How to Configure Clusters to Use Kerberos for Authentication

Cloudera clusters can use Kerberos to authenticate services running on the cluster and the users who need access to those services. This How To guide provides the requirements, pre-requisites, and high-level summary of the steps needed to integrate clusters with Kerberos for authentication.

The following are the general steps for integrating Kerberos with Cloudera clusters without using the Cloudera Manager configuration wizard.

Step 1: Verify Requirements and Assumptions

The steps outlined below assume that:
  • The Kerberos instance has been setup, is running, and is available during the configuration process.
  • The Cloudera cluster has been installed and is operational, with all services fully-functional—Cloudera Manager Server, CDH, and Cloudera Manager Agent processes on all cluster nodes.

Hosts Configured for AES-256 Encryption

By default, CentOS and RHEL 5.5 (and higher) use AES-256 encryption for Kerberos tickets.

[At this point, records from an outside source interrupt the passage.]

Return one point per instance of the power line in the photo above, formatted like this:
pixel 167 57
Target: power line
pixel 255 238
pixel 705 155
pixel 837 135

If you use either of these platforms for your cluster, the Java Cryptography Extension (JCE) Unlimited Strength Jurisdiction Policy File must be installed on all cluster hosts.

To install the JCE Policy file on the host system at the OS layer:
  1. Download the jce_policy-x.zip
  2. Unzip the file
  3. Follow the steps in the README.txt to install it.

Required Administrator Privileges

Setting up the Cloudera cluster to use Kerberos for authentication requires complete administrator access to the cluster and administrator privileges on the Kerberos instance:

If you do not have administrator privileges on the Kerberos instance, you will need help from the Kerberos administrator before you can complete the process.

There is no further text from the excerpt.